Back to Twitter for me, where I opened a new account and light-spammed Mandela Effect accounts with questions, etc. I also did the same on Reddit, which was what eventually burned me. Some Redditor from Japan flagged my Wikipedia page for Garrote and got me banned from creating or editing pages. Luckily this was a few days before launch so the hoax had already served a fair amount of its intended purpose.
The problem was, people wanted to read The House Feeds. What the hell was this Ghostland book?
The gorgeous cover Dean Samed created for Ghostland generated its own amount of buzz. People seemed to really dig the concept of a haunted house in the midst of a theme park midway. The color scheme was bold - how many hot-pink horror covers have you seen recently? - and there's a mystery element about it, with all of the lights on in the house and the two teen protagonists standing on the threshold, about to enter.

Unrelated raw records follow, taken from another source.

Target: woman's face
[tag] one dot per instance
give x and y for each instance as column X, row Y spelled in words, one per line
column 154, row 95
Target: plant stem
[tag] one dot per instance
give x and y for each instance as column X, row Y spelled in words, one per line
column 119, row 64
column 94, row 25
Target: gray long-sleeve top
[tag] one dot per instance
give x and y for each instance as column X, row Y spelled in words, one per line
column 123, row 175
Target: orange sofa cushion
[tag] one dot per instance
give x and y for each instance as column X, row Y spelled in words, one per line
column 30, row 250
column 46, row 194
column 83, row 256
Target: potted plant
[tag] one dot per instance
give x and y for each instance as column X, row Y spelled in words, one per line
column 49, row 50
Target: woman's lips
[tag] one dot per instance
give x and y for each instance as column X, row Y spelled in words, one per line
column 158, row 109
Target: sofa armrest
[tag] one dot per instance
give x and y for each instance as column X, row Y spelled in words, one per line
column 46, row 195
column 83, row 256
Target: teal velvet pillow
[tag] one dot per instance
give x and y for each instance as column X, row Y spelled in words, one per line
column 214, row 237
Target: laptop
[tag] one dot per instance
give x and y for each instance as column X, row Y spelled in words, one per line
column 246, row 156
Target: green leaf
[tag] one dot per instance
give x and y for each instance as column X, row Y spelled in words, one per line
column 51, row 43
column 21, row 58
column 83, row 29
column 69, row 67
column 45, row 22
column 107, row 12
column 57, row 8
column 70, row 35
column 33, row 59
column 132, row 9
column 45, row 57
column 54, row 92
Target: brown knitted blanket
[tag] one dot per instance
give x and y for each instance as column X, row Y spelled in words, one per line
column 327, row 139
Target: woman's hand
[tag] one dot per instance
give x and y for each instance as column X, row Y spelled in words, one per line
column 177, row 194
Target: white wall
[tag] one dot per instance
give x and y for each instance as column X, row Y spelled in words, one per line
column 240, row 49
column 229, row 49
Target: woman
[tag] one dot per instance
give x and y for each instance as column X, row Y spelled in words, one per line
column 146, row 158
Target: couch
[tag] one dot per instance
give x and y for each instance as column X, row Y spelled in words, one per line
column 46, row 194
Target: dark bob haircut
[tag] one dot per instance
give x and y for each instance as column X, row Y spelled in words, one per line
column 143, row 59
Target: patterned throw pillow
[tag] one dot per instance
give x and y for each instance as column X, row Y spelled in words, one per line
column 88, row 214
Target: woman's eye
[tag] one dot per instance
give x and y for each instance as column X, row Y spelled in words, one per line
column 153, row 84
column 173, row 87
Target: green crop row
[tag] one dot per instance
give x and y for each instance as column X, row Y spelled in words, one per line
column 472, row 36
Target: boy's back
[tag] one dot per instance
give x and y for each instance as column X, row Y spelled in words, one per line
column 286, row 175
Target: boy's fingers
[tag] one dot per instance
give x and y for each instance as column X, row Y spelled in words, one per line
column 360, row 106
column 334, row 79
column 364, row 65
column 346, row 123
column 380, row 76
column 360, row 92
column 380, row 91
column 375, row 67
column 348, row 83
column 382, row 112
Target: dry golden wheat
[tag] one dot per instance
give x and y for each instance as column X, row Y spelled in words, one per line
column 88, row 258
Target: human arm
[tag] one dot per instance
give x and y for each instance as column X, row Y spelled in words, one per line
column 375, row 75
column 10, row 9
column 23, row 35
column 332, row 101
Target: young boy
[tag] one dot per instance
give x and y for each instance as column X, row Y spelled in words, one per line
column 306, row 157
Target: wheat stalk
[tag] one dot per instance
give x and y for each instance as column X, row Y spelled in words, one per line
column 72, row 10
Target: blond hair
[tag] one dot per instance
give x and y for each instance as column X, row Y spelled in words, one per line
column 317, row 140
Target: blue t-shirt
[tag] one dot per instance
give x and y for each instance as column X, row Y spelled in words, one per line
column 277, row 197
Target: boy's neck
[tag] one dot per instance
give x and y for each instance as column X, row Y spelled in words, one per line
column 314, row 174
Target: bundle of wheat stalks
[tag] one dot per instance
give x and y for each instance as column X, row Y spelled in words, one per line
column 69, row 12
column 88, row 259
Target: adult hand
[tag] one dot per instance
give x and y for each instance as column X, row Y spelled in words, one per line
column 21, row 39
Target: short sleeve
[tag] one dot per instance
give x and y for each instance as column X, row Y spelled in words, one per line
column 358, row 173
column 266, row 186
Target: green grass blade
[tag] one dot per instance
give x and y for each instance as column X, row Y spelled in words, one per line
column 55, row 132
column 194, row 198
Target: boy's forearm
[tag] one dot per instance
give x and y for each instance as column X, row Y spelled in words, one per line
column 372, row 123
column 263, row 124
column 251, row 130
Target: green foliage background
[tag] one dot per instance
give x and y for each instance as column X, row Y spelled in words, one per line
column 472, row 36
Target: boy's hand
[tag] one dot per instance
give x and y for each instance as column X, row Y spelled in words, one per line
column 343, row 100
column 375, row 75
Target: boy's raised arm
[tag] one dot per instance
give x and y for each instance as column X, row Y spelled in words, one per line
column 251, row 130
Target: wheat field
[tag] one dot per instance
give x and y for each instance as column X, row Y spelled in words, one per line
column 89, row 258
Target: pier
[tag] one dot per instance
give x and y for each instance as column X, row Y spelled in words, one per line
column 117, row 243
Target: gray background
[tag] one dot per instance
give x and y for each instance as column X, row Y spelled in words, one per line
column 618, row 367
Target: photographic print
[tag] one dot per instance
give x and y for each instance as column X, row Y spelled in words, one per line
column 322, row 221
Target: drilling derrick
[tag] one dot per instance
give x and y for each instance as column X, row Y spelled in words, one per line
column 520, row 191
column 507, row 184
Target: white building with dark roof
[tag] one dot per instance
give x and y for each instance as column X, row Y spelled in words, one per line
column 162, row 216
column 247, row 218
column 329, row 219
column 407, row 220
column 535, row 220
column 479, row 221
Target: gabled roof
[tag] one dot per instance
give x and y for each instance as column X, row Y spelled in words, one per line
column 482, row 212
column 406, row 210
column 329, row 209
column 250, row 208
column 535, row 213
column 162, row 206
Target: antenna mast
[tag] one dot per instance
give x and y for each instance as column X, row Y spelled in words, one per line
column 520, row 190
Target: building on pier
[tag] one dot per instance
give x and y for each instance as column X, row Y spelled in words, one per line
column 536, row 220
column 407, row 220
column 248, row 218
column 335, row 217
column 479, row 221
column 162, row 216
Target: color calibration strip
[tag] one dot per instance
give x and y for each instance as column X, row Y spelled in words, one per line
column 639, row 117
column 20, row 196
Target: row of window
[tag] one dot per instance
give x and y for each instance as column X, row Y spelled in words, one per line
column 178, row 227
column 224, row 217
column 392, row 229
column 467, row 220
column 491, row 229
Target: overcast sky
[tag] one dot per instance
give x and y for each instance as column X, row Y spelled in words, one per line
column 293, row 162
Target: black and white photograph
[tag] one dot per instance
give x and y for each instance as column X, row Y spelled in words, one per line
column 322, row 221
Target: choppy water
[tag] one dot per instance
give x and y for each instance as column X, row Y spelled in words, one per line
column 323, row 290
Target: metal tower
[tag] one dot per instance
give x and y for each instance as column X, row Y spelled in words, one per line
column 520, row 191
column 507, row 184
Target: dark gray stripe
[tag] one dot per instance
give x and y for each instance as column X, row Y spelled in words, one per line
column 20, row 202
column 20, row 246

All in all, I had a lot of fun creating the Rex Garrote mystery and interacting with people who also seemed to enjoy it. I had a lot of fun creating the website to go along with it, as well. The book is about a theme park, and I felt a bit like a carnival barker during the marketing phase.
Many people told me they would genuinely vist a theme park like this, if it existed. I admit, I would too. Although I would probably have second thoughts once I got there.
This may be the end of the Rex Garrote Mystery... but I have heard rumors of a reprint of THE HOUSE FEEDS for sometime in late-2020.